Post by Gorf on Dec 17, 2006 17:26:18 GMT -5
ruffda said:
gorf said:
It was played at a very high level, however, oddly enough there were 60 (35 for Stanord; 25 for Nebraska) unforced errors between the two teams - most of them coming from non-blocked hitting errors.Depends on how you define unforced error. There were very few truly unforced errors last night. Besides that, there were so many long rallies, it was an inevitable many would end in an error.
By the way, 25 errors in a 4 game match isn't too bad, even when it's not played at the level this one was.
Nebraska was right on their season average with 25 unforced errors in a 4 game match.
Stanford was 2 errors per game over their season average 35 unforced errors in a 4 match.
The biggest part of those errors came from non-blocked hitting errors.

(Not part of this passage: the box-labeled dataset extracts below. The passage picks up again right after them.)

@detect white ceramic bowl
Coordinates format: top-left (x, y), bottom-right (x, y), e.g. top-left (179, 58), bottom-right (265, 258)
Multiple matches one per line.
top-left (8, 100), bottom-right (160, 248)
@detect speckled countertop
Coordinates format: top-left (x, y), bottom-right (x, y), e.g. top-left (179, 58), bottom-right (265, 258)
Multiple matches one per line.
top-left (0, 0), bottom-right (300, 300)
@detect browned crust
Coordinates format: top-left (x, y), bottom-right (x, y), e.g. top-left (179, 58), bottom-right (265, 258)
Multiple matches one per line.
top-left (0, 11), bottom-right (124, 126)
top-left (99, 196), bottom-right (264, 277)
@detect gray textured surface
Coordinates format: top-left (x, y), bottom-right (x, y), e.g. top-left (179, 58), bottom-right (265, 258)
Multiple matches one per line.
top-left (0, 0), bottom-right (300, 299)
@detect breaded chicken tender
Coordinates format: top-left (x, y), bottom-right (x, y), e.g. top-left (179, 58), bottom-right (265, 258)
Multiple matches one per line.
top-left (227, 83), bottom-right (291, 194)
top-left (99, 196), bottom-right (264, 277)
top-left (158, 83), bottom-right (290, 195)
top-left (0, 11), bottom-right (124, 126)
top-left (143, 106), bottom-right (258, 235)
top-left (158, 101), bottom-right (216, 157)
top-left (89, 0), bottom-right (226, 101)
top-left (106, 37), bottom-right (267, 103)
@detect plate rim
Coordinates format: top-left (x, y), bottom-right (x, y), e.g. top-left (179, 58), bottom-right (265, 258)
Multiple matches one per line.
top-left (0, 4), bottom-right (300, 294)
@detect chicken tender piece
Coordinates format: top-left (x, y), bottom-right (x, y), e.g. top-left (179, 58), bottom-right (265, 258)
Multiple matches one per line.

Certainly those can be considered unforced and I generally try to reference them as "unforced errors", however, a 10 error disparity for the match in favor of Nebraska could have made a large impact on the outcome of the match if Stanford had managed to hold their errors to their season average.
Those 2 points per game with the closeness of the game overall could have split those 2 "extra" points that went to Nebraska to 1 point for each which would actually have a been a 2 point swing in each game.
Game 1: Stanford wins a bit easy.
Game 2: Nebraska wins a bit tigher game.
Game 3: Tied at 29 instead of 30-28 Nebraska.
Game 4: 29-28 Nebraska lead instead of 30-27 win.
Not that all of that would have happened, and Nebraska deserves some credit for getting Stanford to play more tight / nervous / whatever in the find 2-3 games.
I just think those "extra" errors made a definite impact on the final 2-3 games.